Keith Twitchell, now 63, from Birmingham had spent 12 years in jail. He was arrested in November 1980, following an armed raid by six men on a West Midlands factory. During the raid a security guard was shot and killed and £11,500 stolen. Twitchell, a father of two, was found guilty of manslaughter and robbery in 1982 and jailed for 20 years at Birmingham Crown Court.
The Court of Appeal heard that after the raid Twitchell, who has always protested his innocence, was arrested and subjected to a three-day interrogation at Willenhall police station. At the time, Twitchell's lawyer Stephen Solley said his client was subjected to a "scenario of torture, which beggars belief".

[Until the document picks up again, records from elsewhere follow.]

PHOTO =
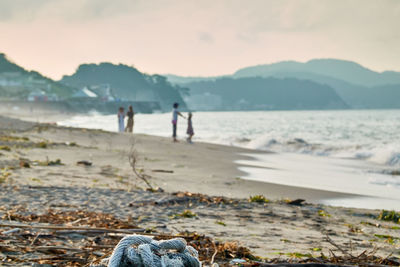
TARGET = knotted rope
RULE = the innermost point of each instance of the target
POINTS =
(151, 253)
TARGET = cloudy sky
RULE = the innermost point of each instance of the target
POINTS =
(197, 37)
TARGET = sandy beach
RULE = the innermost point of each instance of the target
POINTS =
(40, 172)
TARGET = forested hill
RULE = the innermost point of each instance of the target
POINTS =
(17, 82)
(127, 83)
(256, 93)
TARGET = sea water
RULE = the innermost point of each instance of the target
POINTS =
(348, 151)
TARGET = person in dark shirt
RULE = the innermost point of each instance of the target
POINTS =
(129, 125)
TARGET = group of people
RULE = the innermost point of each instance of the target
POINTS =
(189, 130)
(121, 120)
(175, 113)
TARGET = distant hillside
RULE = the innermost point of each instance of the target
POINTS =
(359, 87)
(347, 71)
(258, 93)
(127, 83)
(17, 83)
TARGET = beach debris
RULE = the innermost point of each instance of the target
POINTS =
(47, 162)
(81, 238)
(42, 144)
(184, 214)
(23, 163)
(258, 199)
(5, 148)
(220, 223)
(133, 158)
(236, 261)
(84, 163)
(148, 253)
(323, 213)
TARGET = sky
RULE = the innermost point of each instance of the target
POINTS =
(197, 37)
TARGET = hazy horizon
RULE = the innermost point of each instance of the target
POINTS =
(191, 38)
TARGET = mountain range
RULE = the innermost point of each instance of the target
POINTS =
(316, 84)
(358, 86)
(127, 83)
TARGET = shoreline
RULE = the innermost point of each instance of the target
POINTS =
(213, 169)
(40, 175)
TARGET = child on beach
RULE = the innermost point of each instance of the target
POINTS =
(121, 117)
(189, 130)
(129, 125)
(175, 114)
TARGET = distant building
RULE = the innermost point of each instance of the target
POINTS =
(104, 92)
(11, 79)
(84, 93)
(37, 96)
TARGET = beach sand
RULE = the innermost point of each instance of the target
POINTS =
(109, 185)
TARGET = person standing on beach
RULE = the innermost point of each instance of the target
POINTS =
(175, 114)
(121, 117)
(189, 130)
(129, 125)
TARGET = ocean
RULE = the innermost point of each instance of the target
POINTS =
(348, 151)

Twitchell was deprived of his right to see a solicitor and kept naked for part of the interrogation. The day following his arrest, approximately eight or nine police officers handcuffed Twitchell to a chair in the interview room, placed a plastic bag over his head, suffocating him until he agreed to confess and sign a statement. During his "bagging" one officer was alleged to have threatened, "the bastard signs or he goes feet first." Mr. Solley continued, "The procedure was repeated a number of times, until finally his resolve was totally dissolved and he agreed to sign the statement put in front of him." Twitchell's allegations of torture were not heard at his Crown Court trial. Following his release on licence in 1993, Twitchell has campaigned for a re-hearing of his case. His conviction was quashed just a fortnight short of the nineteenth anniversary of his interrogation.
Twitchell's allegations are one of many against the notorious West Midlands Serious Crime Squad. The squad was disbanded in 1989 after allegations of misconduct stretching back 15 years. It has been the subject of nearly 50 wrongful prosecutions secured by the squad on the basis of false confessions or fabricated evidence. Of these cases, 30 convictions have been overturned by the court of appeal. In another 19, the charges were dropped, the defendants acquitted or the judge directed not guilty verdicts. Another four appeals are pending.

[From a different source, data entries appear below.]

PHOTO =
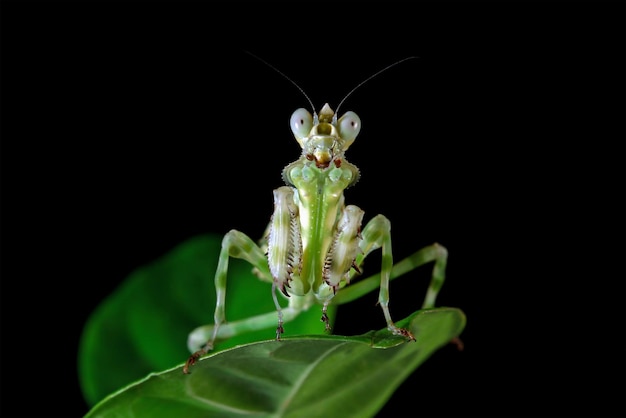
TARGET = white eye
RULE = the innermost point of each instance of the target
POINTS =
(301, 123)
(349, 126)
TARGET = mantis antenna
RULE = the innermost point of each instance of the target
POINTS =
(369, 78)
(346, 96)
(284, 75)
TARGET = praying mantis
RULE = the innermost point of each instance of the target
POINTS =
(314, 245)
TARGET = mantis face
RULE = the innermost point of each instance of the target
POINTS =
(324, 139)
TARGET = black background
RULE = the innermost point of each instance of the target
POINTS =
(130, 127)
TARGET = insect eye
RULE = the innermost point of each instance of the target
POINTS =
(301, 123)
(349, 126)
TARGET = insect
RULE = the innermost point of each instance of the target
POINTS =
(314, 245)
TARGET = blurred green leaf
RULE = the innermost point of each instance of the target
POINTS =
(312, 376)
(142, 326)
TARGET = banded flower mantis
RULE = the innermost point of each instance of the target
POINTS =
(314, 245)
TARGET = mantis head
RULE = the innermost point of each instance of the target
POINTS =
(323, 138)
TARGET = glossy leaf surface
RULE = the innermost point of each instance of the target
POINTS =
(319, 375)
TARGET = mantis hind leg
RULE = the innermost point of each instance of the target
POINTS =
(238, 245)
(377, 234)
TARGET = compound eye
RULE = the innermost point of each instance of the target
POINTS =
(301, 123)
(349, 126)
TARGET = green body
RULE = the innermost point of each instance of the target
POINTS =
(315, 244)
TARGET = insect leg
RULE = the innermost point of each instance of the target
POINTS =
(433, 253)
(235, 244)
(377, 234)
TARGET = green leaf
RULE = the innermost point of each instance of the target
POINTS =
(142, 326)
(325, 376)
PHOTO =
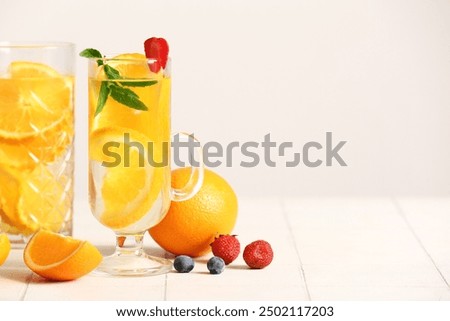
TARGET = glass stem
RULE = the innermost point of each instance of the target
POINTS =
(130, 244)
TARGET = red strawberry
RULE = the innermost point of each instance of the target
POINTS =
(158, 49)
(258, 254)
(226, 247)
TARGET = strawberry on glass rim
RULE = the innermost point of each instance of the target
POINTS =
(158, 50)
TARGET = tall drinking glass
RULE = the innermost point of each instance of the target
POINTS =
(129, 157)
(36, 138)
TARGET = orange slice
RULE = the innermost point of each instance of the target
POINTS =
(124, 193)
(60, 258)
(35, 98)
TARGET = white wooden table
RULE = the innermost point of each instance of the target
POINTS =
(325, 249)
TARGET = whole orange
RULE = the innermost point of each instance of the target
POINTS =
(190, 226)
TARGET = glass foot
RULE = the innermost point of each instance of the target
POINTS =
(133, 265)
(129, 259)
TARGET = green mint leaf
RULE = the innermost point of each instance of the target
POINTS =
(138, 83)
(102, 97)
(126, 97)
(92, 53)
(112, 73)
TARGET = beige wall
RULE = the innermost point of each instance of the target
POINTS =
(375, 73)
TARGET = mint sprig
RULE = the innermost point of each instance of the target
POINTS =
(116, 89)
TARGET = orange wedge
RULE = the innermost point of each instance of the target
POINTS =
(60, 258)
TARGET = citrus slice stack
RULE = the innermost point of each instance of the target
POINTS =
(36, 127)
(60, 258)
(34, 99)
(32, 200)
(115, 114)
(123, 183)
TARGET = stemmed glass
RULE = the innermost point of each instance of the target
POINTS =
(129, 157)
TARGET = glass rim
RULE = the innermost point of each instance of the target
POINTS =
(36, 44)
(109, 58)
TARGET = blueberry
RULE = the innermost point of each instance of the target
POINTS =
(215, 265)
(183, 264)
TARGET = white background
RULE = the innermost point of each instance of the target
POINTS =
(375, 73)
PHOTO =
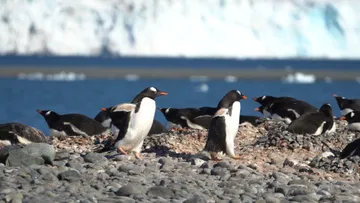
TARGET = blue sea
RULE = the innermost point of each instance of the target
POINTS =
(21, 98)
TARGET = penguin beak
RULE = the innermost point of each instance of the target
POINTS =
(162, 93)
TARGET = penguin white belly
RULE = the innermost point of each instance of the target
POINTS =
(346, 111)
(232, 126)
(354, 126)
(56, 133)
(320, 129)
(140, 123)
(333, 128)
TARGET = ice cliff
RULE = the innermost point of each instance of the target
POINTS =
(186, 28)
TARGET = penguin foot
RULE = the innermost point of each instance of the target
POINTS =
(138, 155)
(122, 150)
(236, 157)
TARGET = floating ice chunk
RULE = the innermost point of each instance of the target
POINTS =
(300, 78)
(230, 79)
(202, 88)
(195, 78)
(132, 77)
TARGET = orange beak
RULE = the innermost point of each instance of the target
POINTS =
(163, 93)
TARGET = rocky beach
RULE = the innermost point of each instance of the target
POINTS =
(276, 166)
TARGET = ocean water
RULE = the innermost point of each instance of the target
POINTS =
(21, 98)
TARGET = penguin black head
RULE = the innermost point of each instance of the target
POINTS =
(263, 100)
(49, 115)
(230, 97)
(326, 109)
(259, 109)
(341, 101)
(150, 92)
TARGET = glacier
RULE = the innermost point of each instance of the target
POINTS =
(182, 28)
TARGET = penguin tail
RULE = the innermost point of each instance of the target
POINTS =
(335, 152)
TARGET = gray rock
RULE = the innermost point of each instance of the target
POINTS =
(195, 199)
(160, 191)
(94, 158)
(69, 175)
(43, 150)
(61, 155)
(75, 165)
(20, 158)
(131, 189)
(4, 152)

Hearing the appeal, Lord Justice Rose said that the case was yet another "arising from the lamentable history of the now disbanded West Midlands Serious Crime Squad". In the 1980s, he continued, "a significant number of police officers in that squad, some of whom rose to very senior rank, behaved outrageously, and in particular extracted confessions by grossly improper means, amounting in some cases to torture. During the 1990s it has been the melancholy task of this court to examine the safety of many convictions recorded during that period—and approximately 30 have been quashed." But in quashing the conviction Rose said that the court's task was not to find the guilt or innocence of either Twitchell or the police officers, but only to assess whether or not the conviction was safe.

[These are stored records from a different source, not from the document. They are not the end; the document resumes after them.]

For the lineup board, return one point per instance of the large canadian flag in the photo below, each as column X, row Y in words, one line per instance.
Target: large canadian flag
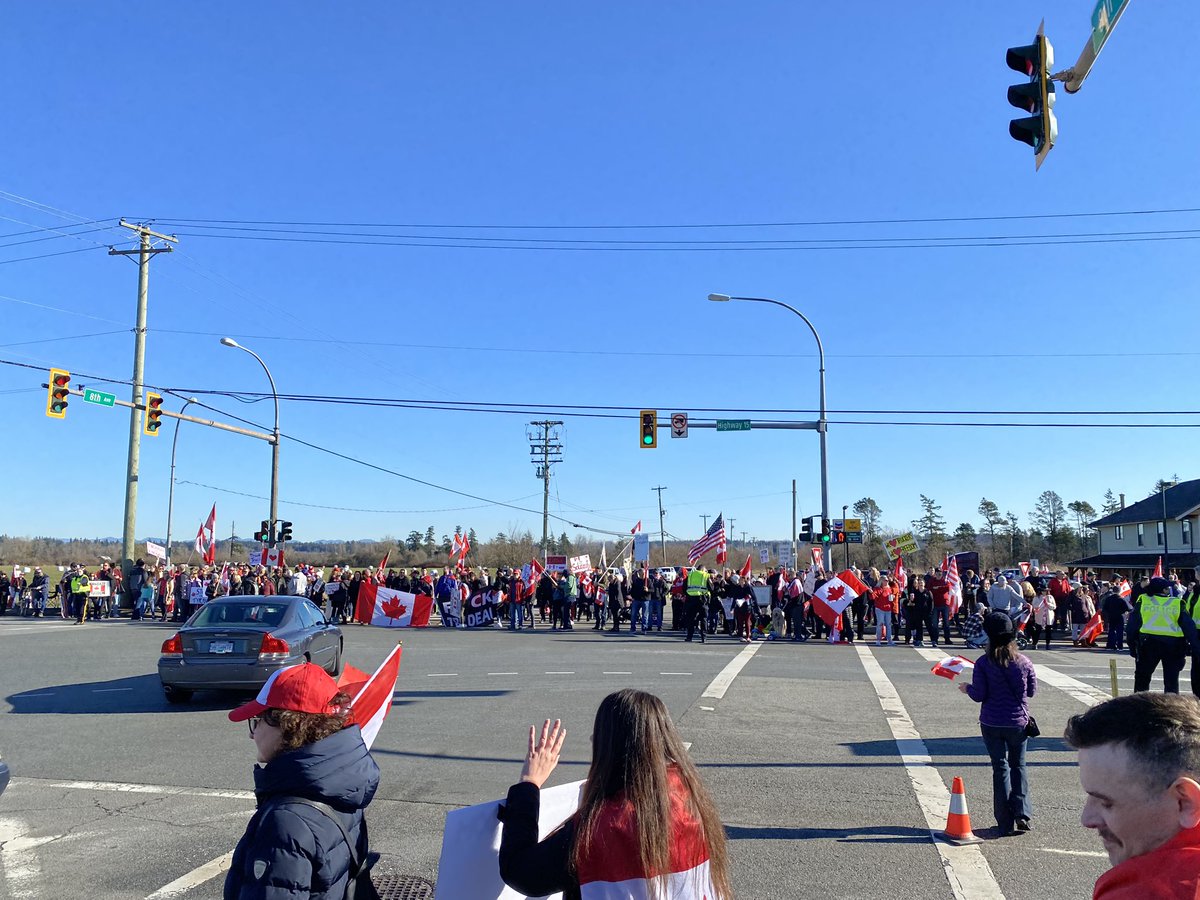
column 393, row 609
column 835, row 594
column 371, row 697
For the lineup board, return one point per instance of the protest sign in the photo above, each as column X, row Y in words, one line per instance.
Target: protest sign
column 469, row 868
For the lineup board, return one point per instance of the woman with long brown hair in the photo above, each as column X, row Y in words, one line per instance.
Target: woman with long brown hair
column 646, row 823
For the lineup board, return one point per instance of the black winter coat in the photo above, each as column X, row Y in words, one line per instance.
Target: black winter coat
column 297, row 851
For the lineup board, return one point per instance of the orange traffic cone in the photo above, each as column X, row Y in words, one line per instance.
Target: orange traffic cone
column 958, row 821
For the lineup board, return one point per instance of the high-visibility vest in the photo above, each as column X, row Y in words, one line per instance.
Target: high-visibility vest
column 1161, row 616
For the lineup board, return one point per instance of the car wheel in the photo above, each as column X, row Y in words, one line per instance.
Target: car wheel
column 177, row 695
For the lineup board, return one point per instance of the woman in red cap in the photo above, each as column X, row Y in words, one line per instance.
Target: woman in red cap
column 313, row 780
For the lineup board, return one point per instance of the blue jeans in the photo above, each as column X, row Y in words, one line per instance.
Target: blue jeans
column 1009, row 778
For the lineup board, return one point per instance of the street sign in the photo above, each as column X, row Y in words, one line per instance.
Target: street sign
column 99, row 397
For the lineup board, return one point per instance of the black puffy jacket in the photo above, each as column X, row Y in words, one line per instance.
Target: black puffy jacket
column 295, row 851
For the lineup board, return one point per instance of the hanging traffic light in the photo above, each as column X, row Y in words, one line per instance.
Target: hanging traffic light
column 154, row 414
column 58, row 391
column 649, row 429
column 1039, row 130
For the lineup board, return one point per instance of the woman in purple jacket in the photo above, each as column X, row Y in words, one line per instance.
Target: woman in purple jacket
column 1002, row 683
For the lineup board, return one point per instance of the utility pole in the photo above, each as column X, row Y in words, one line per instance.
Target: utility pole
column 546, row 449
column 663, row 533
column 144, row 252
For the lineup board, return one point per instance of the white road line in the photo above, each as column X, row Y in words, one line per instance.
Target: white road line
column 193, row 879
column 1085, row 694
column 123, row 787
column 966, row 869
column 715, row 690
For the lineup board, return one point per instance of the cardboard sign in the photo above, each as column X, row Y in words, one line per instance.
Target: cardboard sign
column 469, row 867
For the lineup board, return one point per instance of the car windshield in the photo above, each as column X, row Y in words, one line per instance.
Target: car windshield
column 249, row 613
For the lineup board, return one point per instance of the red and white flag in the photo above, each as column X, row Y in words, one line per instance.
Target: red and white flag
column 832, row 598
column 952, row 666
column 207, row 538
column 393, row 609
column 371, row 697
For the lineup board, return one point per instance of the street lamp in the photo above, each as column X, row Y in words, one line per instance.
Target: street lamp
column 822, row 423
column 171, row 491
column 275, row 439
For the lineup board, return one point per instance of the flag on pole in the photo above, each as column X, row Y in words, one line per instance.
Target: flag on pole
column 832, row 598
column 393, row 609
column 952, row 666
column 207, row 538
column 371, row 697
column 713, row 539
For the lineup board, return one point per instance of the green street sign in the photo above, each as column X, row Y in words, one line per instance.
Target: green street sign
column 99, row 397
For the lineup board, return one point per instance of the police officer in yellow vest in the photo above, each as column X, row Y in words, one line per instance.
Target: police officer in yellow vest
column 1192, row 604
column 697, row 601
column 1161, row 630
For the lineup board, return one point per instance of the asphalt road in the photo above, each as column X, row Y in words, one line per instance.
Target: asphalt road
column 118, row 795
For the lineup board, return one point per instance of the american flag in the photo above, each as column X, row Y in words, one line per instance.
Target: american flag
column 713, row 539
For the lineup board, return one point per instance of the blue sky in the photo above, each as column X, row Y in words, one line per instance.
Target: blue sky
column 594, row 114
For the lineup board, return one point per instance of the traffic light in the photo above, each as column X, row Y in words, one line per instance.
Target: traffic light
column 649, row 429
column 154, row 414
column 59, row 389
column 1039, row 130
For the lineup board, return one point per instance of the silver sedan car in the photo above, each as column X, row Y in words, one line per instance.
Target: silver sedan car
column 237, row 642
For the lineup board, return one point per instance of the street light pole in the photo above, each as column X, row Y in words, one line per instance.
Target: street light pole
column 822, row 421
column 275, row 441
column 171, row 491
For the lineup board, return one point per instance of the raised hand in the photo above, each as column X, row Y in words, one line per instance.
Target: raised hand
column 543, row 755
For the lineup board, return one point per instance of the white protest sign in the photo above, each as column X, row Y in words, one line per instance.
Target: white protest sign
column 469, row 868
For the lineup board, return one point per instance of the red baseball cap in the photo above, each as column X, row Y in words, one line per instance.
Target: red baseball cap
column 306, row 688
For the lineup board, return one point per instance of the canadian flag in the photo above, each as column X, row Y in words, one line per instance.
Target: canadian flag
column 371, row 697
column 393, row 609
column 835, row 594
column 207, row 540
column 952, row 666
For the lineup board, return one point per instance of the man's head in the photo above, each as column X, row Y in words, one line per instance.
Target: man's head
column 1139, row 763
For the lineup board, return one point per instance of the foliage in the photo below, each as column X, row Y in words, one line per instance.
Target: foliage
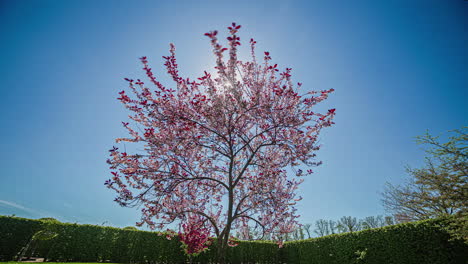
column 215, row 150
column 411, row 243
column 349, row 224
column 438, row 189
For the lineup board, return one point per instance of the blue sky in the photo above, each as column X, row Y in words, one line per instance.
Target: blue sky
column 398, row 68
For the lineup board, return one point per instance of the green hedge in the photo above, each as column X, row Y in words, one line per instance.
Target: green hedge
column 418, row 242
column 411, row 243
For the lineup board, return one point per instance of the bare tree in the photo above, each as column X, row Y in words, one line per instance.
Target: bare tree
column 440, row 188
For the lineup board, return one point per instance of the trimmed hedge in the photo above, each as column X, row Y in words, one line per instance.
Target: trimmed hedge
column 418, row 242
column 411, row 243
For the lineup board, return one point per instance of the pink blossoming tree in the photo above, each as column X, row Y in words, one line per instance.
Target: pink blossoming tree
column 216, row 149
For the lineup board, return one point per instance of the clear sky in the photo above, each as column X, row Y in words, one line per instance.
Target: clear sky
column 398, row 68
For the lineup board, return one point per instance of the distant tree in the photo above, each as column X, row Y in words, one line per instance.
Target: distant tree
column 307, row 230
column 372, row 222
column 49, row 219
column 332, row 225
column 349, row 224
column 321, row 227
column 389, row 220
column 440, row 188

Speaking after the verdict, Twitchell attacked the judges for not examining the squad's activities more broadly. "It's not over now, " he said. "I do believe firmly that if all the evidence that there has been against various members of the serious crime squad was laid together at one trial, like it is with other criminals, they would be found guilty. This does not suit the crown because it would have devastating effects."
Despite a mass of evidence against former officers in the squad, none of them have been successfully prosecuted. Two years ago the appeal court ordered a review of the crown prosecution service's decision not to prosecute four West Midlands officers in the case of Derek Treadaway, who was suffocated to unconsciousness with a plastic bag. Former Detective Inspector John Brown was said to be involved in both Treadaway's and Twitchell's interrogation. Treadaway's conviction was also quashed and he received £50,000 in damages. Twitchell has said that he also intends to sue for compensation.